Ma la vetrinizzazione non riguarda più, solo, prodotti e servizi, riguarda sempre di più il nostro corpo.
Negli Usa sono stati eseguiti nel 2005, 2.100.000 interventi di chirurgia plastica e 3.300.000 iniezioni di Botox, potente tossina botulinica che distende le rughe nel viso. In Italia, ancorché mal contabilizzati (perché molti passano, sotto mentite spoglie, dal Servizio Sanitario Nazionale) i primi non sono meno di 200.000 all’anno, mentre delle seconde ne sono state vendute non meno di 40.000.

Non è un caso quindi, che per i provini annuali del “Grande Fratello” si presentino mediamente oltre 250.000 candidati: una vera e propria spinta di massa alla vetrinizzazione della propria immagine. E le città si acconciano a dare sfogo a questa spinta e da questa spinta vengono ri-plasmate.

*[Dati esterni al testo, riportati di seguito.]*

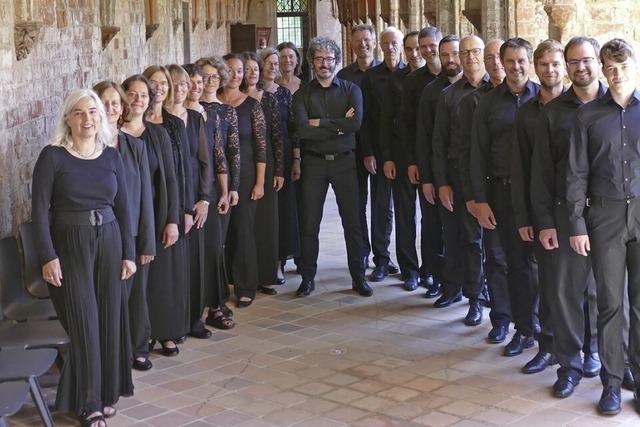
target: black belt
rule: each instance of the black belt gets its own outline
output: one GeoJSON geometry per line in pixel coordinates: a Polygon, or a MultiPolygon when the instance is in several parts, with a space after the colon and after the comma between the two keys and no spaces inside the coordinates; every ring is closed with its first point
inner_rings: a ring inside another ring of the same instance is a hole
{"type": "Polygon", "coordinates": [[[343,151],[342,153],[331,153],[331,154],[322,154],[311,150],[302,150],[303,154],[308,154],[313,157],[317,157],[322,160],[339,160],[343,157],[347,157],[349,154],[353,153],[353,150],[343,151]]]}
{"type": "Polygon", "coordinates": [[[511,177],[510,176],[489,176],[487,180],[492,183],[502,184],[502,185],[511,185],[511,177]]]}
{"type": "Polygon", "coordinates": [[[103,225],[109,224],[116,219],[113,209],[92,209],[90,211],[55,211],[53,212],[53,223],[64,225],[103,225]]]}
{"type": "Polygon", "coordinates": [[[599,207],[603,207],[603,206],[607,206],[607,205],[622,205],[622,204],[630,204],[631,202],[635,201],[636,199],[633,197],[627,197],[624,199],[607,199],[606,197],[598,197],[598,196],[594,196],[594,197],[589,197],[587,198],[585,204],[587,206],[599,206],[599,207]]]}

Secondo Alain Bourden, infatti, è in atto un passaggio dalla “città come ordine” alla “città come offerta”: Dalla città come organizzazione di spazi alla città come organizzazione di relazioni, di senso, di comportamenti. Gli spazi sono relegati fuori dagli insediamenti urbani e legati all’acquisto. Sono i concept stores, in grado di attirare gente. E ci riescono perché “il sogno del consumo è oggi infinitamente più seducente, agli occhi della stragrande maggioranza degli individui, del racconto sviluppato e comunicato dalla città storica. Questa vetrinizzazione, dove i prodotti si specchiano negli individui e viceversa, tende a rimuovere sia l’invecchiamento che la morte. E quando questi processi e questi eventi si affermano, in esasperati tentativi di rimuoverli, si cerca di spettacolizzare anche quelli: tombe dotate di monitor che riproducono immagini del morto quando era vivo; introduzione di telecamere all’interno delle bare per poter assistere alla decomposizione del cadavere in diretta, ecc…..

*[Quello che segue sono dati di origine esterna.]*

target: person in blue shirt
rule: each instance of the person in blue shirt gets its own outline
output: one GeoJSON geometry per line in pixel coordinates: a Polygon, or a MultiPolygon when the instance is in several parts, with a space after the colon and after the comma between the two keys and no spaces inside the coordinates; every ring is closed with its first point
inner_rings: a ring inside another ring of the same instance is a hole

Insomma, l’esteriore che fa premio sull’interiore; l’apparenza che fa premio sulla sostanza; il mettersi in mostra che fa premio sul riserbo; il farsi guardare che fa premio sul guardarsi; l’esibire i prodotti che fa premio sul consumarli; la propria rappresentazione mediatica che fa premio sulla possibilità di partecipazione; l’essere percepiti singolarmente che fa premio sulla possibilità di essere percepiti collettivamente che, a sua volta, rovescia il rapporto storico fra organismi di rappresentanza collettiva e singoli rappresentati. Tutto questo, del resto, è l’epicentro della modernità. L’equazione dogmatica quanto stucchevole degli ultimi quindici-venti anni, e cioè che “nuovo = migliore” , non è detto che non possa essere soppiantata da un’altra: migliore=sostenibile (socialmente e ambientalmente). O almeno, pur senza salti logici, false coscienze e ignoranza del contesto, vale la pena di provarci.